Collaborative Skills: Studying with a partner DOnald Tucker

Study Buddies!!!

I am fortunate enough to take three of my four classes with friends that I know outside of the classroom. This can seem like a distraction, but its actually a blessing in disguise. I can rely on these classmates to send me reminders when homework is due and when its time to study for a test.

Two brains are better then one!

In college we can use all the help we can get when it comes to preparing for tests. One of the best ways to prepare yourself for an exam is by quizzing someone else and then being quizzed right back by that same person. This type of interactive and collaborative technique is also helpful when you are stuck on something. If you and your classmate both attend class, it would be very rare for both of you to miss the same bit of information. This is nice because it means that someone is always going to have at least an idea of what to do.

The Exhibit

The exhibit I have prepared for you shows the difference studying by yourself and studying with a partner makes. The experiment was easy to carry out. I took the last two test/quiz scores for two classes I have peers in and wrote them down. Then I looked at when my next tests were and set up 2 hour long study sessions with my peers beforehand. I then studied with the group as well as alone and took the two new tests. The results speak for themselves.

Trial One

Business Law

  • First score: 67
  • Second score- 84


The main reason that my test score rose a letter grade was because of the case study knowledge of my peers. During the study session I knew all of the key terms and grander ideas, but didn't know the cases associated with them. Knowing which cases are responsible for which laws makes understanding the laws so much easier in itself.

Trial Two


  • First score- 15/20
  • Second score- 20/20


I think that studying with my classmates for this quiz was just as important to my improvement as it was to my law test. The reason being that there is a little bit of a language barrier between me and my professor. This barrier doesn't make it impossible to learn, it just takes more time. Studying with someone who can explain the problem in a way you really understand is so important. If it doesn't click in your head for math, you probably don't get it.
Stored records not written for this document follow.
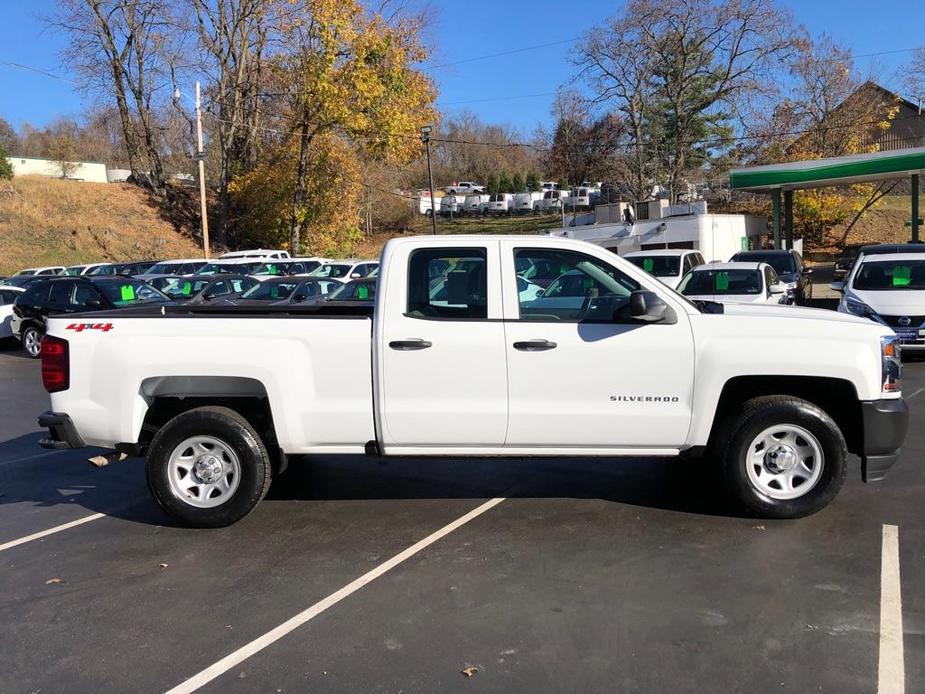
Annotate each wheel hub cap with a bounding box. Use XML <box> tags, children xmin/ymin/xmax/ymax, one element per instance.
<box><xmin>765</xmin><ymin>444</ymin><xmax>797</xmax><ymax>473</ymax></box>
<box><xmin>193</xmin><ymin>455</ymin><xmax>223</xmax><ymax>483</ymax></box>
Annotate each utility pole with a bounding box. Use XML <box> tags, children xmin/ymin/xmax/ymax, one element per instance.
<box><xmin>421</xmin><ymin>125</ymin><xmax>437</xmax><ymax>235</ymax></box>
<box><xmin>195</xmin><ymin>81</ymin><xmax>210</xmax><ymax>257</ymax></box>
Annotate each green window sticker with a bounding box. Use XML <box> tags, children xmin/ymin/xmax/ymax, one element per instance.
<box><xmin>357</xmin><ymin>285</ymin><xmax>369</xmax><ymax>300</ymax></box>
<box><xmin>267</xmin><ymin>264</ymin><xmax>277</xmax><ymax>275</ymax></box>
<box><xmin>182</xmin><ymin>282</ymin><xmax>192</xmax><ymax>295</ymax></box>
<box><xmin>715</xmin><ymin>272</ymin><xmax>729</xmax><ymax>291</ymax></box>
<box><xmin>893</xmin><ymin>265</ymin><xmax>911</xmax><ymax>287</ymax></box>
<box><xmin>643</xmin><ymin>258</ymin><xmax>654</xmax><ymax>272</ymax></box>
<box><xmin>120</xmin><ymin>284</ymin><xmax>135</xmax><ymax>302</ymax></box>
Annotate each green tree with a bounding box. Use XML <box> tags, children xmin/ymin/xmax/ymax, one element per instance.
<box><xmin>486</xmin><ymin>172</ymin><xmax>500</xmax><ymax>194</ymax></box>
<box><xmin>511</xmin><ymin>172</ymin><xmax>525</xmax><ymax>192</ymax></box>
<box><xmin>525</xmin><ymin>171</ymin><xmax>540</xmax><ymax>191</ymax></box>
<box><xmin>498</xmin><ymin>171</ymin><xmax>513</xmax><ymax>193</ymax></box>
<box><xmin>0</xmin><ymin>141</ymin><xmax>12</xmax><ymax>179</ymax></box>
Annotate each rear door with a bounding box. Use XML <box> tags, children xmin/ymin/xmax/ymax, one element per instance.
<box><xmin>377</xmin><ymin>242</ymin><xmax>508</xmax><ymax>448</ymax></box>
<box><xmin>501</xmin><ymin>240</ymin><xmax>695</xmax><ymax>448</ymax></box>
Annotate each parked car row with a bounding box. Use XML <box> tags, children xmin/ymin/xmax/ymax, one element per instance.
<box><xmin>1</xmin><ymin>248</ymin><xmax>379</xmax><ymax>357</ymax></box>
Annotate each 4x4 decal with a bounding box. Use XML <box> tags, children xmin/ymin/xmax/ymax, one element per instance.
<box><xmin>66</xmin><ymin>323</ymin><xmax>114</xmax><ymax>333</ymax></box>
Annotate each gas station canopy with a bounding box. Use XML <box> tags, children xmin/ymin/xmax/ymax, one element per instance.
<box><xmin>730</xmin><ymin>146</ymin><xmax>925</xmax><ymax>192</ymax></box>
<box><xmin>729</xmin><ymin>146</ymin><xmax>925</xmax><ymax>249</ymax></box>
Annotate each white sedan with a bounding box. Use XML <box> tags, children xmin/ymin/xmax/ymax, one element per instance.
<box><xmin>0</xmin><ymin>285</ymin><xmax>25</xmax><ymax>341</ymax></box>
<box><xmin>676</xmin><ymin>262</ymin><xmax>788</xmax><ymax>305</ymax></box>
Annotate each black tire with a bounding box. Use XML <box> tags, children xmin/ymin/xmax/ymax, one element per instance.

After conducting this experiment, I have evidence that studying with your peers for 2 or more hours before a test leads to better test scores. Knowing this information now upsets me a bit because I should have known I could rely on my classmates and peers to help me along the way. Always remember to use the study cycle when preparing for a test. The study cycle keeps you focused, motivated, and fresh by pushing short highly focused study periods followed by breaks,

Moving Forward

Moving forward with my education here at Clemson, I am going to make sure that I meet someone in each of my classes that I can rely on to meet up and study with. Why study alone and get a bad grade when you could study with a friend and get a good grade? I know I won't make that mistake again.